IT HAS BEEN YEARS, IF NOT DECADES, since Rolling Stone was considered the bible of the counterculture. But the magazine may have won back some hippie cred with its premiere issue in China, which came out in March, sold its entire print run -- and promptly found its license revoked.

This is not a censorship issue. It's a business problem. Rolling Stone did not violate any ideological restrictions of the Communist Party; it merely got caught up in irrational regulations and manic competition, which are the main hazards in doing business in China today. In principle, China says it welcomes investors, but in practice it requires them to be contortionists and jump through hoops.

After long negotiation and preparation, Rolling Stone unveiled its first China issue with a cover featuring Cui Jian, the godfather of Chinese rock 'n' roll, and a long article on Mu Zimei, a blogger who became popular writing in lurid detail about her sex life.
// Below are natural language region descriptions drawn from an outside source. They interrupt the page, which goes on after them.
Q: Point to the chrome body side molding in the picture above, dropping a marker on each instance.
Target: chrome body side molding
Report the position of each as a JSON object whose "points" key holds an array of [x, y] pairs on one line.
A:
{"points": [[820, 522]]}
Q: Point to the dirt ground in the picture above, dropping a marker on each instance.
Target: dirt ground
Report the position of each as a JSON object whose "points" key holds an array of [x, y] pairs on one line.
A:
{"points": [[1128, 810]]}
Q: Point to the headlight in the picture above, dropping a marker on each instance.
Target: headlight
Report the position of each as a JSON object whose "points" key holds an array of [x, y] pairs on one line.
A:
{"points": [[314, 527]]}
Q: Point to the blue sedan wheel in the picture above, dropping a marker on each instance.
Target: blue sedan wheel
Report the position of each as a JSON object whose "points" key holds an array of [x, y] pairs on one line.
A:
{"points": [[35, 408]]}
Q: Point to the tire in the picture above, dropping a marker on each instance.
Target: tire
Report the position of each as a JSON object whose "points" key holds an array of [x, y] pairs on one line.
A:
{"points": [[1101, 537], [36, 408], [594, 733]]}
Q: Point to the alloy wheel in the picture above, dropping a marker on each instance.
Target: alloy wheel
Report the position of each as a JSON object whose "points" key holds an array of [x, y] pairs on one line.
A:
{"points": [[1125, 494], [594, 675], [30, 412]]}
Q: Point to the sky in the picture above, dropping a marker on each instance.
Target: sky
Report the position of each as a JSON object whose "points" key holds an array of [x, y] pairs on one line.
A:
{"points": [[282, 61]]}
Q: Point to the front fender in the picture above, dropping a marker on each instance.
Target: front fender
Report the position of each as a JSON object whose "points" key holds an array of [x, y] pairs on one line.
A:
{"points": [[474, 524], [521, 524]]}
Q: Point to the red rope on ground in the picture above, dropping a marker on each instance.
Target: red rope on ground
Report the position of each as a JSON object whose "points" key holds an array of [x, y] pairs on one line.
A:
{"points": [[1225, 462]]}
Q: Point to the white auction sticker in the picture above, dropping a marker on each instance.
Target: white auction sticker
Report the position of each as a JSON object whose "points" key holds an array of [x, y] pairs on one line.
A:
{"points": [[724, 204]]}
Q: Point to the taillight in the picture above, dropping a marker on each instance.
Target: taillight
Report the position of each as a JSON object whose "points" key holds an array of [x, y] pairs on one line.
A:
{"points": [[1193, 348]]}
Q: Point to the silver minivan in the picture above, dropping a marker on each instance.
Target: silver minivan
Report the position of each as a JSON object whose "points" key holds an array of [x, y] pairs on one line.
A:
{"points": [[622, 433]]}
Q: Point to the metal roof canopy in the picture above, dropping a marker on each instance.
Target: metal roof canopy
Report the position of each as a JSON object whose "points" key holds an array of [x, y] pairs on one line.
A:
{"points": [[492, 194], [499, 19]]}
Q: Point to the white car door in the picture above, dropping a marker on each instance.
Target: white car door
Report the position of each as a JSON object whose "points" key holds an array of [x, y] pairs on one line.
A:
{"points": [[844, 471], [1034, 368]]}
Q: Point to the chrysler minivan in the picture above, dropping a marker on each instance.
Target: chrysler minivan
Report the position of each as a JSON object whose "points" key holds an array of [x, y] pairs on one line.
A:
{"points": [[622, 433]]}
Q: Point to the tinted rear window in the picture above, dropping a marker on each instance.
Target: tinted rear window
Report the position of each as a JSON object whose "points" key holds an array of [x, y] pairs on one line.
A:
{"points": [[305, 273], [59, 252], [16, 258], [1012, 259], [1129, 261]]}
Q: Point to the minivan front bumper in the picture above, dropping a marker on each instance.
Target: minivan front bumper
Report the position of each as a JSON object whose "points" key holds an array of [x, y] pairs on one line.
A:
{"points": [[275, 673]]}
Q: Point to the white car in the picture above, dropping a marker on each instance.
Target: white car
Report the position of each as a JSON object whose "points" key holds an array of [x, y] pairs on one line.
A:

Nothing overtly political, and only mildly risky by Chinese standards. The issue quickly sold 125,000 copies. At the first sign of success, however, Rolling Stone's partner made new financial demands and apparently ran crying to officials, who suspended publication. What happens next is unclear.

Overall, the magazine landscape in China looks promising, like many sectors in its booming economy. A growing urban population with ever more disposable income is spending on magazines. Ad revenues grew by 18% in 2005, to roughly $600 million, and appear poised to grow for several years.

Yet Beijing, paranoid about Western infiltration, refuses to issue magazine licenses to foreigners. Instead, officials regularly look the other way when a company such as Conde Nast buys a license for an existing Chinese magazine and remakes it into Chinese Vogue. Many of the 60-odd foreign publications in China, including Rolling Stone, have used this tactic.

Trouble is, that approach requires having a Chinese partner, who is typically all smiles at the beginning of a business relationship but starts frowning when real money begins coming in. Then talk of "proper procedure" and "regulations" starts cropping up -- all negotiating ploys dressed up in legalese.

U.S. companies going into China -- such as Google and Microsoft -- wrestle with the question of how to comply with China's authorities. In a few cases, free speech is at stake. More often, hard-knuckle business tactics are at play. And sometimes the two intersect. The path to success is treacherous and requires smart negotiation and constant supervision.

It is a lesson learned the hard way at Rolling Stone, which is now mostly a symbol of celebrity culture. But every culture deserves a magazine worthy of its celebrities. Maybe they could put that on the cover of the next issue of the Chinese Rolling Stone.